Data shows that the number of missing girls exceeds boys by over 100

Earlier this month, the Supreme Court criticised the Union and State governments for what it termed as “extreme casualness” on the issue of missing children.

Though the official statistics for Karnataka, and Bangalore, are not as abysmal as it is in other States, these numbers reveal several micro trends that are serious cause for concern.

First, and not surprisingly, the numbers are skewed towards girls.

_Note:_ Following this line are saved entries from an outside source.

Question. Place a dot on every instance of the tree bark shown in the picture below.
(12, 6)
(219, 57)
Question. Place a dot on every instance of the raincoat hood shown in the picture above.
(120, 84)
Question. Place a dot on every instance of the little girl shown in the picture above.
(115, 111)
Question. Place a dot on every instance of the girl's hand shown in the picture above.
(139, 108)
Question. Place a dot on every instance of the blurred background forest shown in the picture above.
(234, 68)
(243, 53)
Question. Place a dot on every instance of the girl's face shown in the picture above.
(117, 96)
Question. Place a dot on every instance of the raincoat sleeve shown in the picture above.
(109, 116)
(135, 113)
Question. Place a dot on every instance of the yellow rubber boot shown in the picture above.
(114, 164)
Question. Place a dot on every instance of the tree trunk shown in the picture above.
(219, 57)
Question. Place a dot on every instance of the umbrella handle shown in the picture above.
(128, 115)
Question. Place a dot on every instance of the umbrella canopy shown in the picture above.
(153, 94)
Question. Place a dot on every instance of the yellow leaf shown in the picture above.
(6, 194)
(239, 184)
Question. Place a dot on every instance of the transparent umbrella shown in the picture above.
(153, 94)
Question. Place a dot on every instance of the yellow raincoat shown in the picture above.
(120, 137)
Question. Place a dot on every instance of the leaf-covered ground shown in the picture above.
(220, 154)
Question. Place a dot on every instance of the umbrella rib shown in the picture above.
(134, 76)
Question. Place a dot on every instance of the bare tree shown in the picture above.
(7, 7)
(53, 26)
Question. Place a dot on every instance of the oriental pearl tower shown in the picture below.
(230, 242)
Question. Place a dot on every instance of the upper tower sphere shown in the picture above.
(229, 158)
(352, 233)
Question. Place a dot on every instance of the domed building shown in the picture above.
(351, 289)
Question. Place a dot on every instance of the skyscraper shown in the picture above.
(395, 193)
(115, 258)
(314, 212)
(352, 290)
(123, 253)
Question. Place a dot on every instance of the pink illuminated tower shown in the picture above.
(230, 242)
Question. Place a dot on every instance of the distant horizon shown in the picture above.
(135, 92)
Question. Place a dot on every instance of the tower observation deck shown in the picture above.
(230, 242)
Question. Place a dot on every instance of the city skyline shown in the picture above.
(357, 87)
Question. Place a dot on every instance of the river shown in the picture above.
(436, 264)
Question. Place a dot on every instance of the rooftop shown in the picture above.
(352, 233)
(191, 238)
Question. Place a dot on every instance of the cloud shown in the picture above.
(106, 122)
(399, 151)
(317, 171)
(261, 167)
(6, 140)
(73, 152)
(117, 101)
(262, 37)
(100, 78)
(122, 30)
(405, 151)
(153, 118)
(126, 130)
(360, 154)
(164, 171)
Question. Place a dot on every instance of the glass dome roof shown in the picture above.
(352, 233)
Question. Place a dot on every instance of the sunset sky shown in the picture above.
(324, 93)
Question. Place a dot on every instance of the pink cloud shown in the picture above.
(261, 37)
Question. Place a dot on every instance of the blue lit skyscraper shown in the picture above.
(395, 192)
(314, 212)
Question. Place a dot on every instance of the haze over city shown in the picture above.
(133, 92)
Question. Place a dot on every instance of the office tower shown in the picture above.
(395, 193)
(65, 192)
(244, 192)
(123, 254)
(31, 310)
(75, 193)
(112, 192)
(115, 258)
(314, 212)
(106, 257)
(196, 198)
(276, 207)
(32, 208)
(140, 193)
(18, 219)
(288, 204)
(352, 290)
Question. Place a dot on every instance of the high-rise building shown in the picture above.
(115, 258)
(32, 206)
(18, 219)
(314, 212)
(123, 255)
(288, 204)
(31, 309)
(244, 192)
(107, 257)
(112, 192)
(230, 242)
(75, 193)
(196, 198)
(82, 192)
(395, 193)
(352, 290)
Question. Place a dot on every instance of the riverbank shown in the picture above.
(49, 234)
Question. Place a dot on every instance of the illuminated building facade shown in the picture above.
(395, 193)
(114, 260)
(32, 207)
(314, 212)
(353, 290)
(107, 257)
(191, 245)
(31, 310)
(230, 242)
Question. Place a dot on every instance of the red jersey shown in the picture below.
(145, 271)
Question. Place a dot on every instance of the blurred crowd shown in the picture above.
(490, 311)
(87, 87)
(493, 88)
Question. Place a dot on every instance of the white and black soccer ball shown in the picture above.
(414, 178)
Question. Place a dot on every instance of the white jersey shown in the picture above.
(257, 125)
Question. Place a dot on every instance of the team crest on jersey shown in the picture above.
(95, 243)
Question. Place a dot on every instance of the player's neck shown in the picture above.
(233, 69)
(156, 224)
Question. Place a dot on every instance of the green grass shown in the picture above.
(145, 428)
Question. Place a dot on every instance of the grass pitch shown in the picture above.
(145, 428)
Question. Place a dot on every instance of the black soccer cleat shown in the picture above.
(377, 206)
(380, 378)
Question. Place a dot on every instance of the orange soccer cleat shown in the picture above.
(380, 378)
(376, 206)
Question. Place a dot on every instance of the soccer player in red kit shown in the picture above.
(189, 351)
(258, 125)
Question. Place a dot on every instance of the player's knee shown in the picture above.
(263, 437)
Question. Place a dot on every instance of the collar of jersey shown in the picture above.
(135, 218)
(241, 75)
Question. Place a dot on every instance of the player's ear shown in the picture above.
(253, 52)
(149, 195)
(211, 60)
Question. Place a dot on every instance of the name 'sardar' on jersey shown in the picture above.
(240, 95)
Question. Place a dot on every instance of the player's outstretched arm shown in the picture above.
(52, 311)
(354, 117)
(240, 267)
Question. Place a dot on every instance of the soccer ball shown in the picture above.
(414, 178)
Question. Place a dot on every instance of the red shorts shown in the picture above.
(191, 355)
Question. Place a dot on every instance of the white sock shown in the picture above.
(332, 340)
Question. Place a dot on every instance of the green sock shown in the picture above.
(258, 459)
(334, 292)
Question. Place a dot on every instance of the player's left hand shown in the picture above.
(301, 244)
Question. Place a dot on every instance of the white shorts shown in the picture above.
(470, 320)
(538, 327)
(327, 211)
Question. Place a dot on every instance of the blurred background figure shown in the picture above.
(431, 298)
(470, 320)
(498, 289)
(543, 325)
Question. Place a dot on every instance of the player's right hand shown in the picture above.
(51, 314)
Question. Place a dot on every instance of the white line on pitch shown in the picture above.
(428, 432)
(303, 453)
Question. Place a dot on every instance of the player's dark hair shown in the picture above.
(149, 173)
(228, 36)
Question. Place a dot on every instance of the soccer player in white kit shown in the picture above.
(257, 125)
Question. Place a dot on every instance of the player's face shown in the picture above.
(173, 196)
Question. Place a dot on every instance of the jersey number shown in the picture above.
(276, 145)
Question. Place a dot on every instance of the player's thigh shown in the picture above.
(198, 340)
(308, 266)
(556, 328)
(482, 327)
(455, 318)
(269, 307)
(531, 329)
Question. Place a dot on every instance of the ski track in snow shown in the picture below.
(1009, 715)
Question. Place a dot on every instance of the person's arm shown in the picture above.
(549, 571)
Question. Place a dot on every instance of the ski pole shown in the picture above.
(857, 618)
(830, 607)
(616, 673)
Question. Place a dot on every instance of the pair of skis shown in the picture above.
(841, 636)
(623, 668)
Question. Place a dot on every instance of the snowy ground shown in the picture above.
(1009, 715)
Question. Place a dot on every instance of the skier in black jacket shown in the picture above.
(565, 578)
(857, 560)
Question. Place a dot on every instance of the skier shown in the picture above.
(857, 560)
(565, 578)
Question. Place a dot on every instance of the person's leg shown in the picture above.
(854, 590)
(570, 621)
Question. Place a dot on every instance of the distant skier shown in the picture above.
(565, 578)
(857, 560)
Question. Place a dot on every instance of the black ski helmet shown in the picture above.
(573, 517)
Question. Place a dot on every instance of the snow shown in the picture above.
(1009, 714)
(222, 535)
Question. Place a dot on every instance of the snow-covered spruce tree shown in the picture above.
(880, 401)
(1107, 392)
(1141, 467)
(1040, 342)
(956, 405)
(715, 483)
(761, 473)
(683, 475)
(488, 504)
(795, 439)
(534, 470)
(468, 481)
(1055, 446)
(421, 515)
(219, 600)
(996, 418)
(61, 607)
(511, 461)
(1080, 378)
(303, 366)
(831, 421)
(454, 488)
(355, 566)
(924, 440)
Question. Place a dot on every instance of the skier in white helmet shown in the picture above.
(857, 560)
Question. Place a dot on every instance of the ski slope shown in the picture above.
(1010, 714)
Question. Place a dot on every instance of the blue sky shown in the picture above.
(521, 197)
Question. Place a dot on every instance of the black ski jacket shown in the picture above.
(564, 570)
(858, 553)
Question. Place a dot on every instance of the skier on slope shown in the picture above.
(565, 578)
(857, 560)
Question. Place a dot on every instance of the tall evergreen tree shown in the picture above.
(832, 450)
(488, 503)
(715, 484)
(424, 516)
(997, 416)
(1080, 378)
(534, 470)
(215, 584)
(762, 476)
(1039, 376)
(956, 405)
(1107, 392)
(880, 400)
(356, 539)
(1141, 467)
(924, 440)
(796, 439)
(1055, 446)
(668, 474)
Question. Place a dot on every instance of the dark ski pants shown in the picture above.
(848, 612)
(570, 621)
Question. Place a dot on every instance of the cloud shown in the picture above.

Data provided by the City Crime Records Bureau for the past three years (2010-2012) show that each year the number of missing girls in the 15-18 age group exceeds boys by over 100. In 2012, for instance, 522 girls in this age group went missing, as against 416 boys.

This is not the case in the young age group (0-14) where the number of boys missing outnumbers the girls by two or even three times. In fact, a closer breakup reveals that most of the missing girls in this category are concentrated in the 11-14 age group, a trend that is as revealing as it is disturbing. Experts, and those on the field, say that these numbers confirm that a large majority of missing girls are being trafficked into sex work, and a smaller section into domestic work.

Neighbouring districts

Second, the State-wide numbers reveal another climbing statistics. Over the years, numbers of missing girls (again in the 14-18 age group) in districts surrounding and near Bangalore is on the rise.

Among the top districts on this list are Tumkur (113), Kolar (78), Hassan (92), Mandya (112) and Chickballapur (62). Compared to a few years ago, say 2009 and 2010, these numbers have increased by as much as 20 per cent.

This trend was taken note of at a recent seminar on gender and the police force organised by the State police. An encouraging statistics is the fact that the number of missing children traced is comparable to the missing numbers. However, a senior police official pointed out that the figures are not related, given that many missing children travel out of the city, and are often found in other States.

Underreporting

Speaking to The Hindu , Nina Nayak, member of the National Commission for Protection of Child Rights (NCPCR), said that there is a huge element of underreporting in such cases, particularly when it comes to girls. “Earlier, the problems would start with reluctance of the police to file an FIR. While such problems have been solved to an extent today, with increasing consciousness, the ground reality is that a lot of trafficking of girl children is often with families being in the know,” she said.

Getting around this problem is a big challenge and requires fresh thinking, she said. For instance, she suggests a more vigilant approach to child protection, one that could involve local bodies, and primarily schools. “Schools should become the centre of intervention. First, all children must be in school, and once that happens, schools should actively keep tabs on girl children. For instance, if a student in middle school goes missing, and it is not reported, she could have been married off or sold. Only the school can keep tabs on this kind of thing,” she added.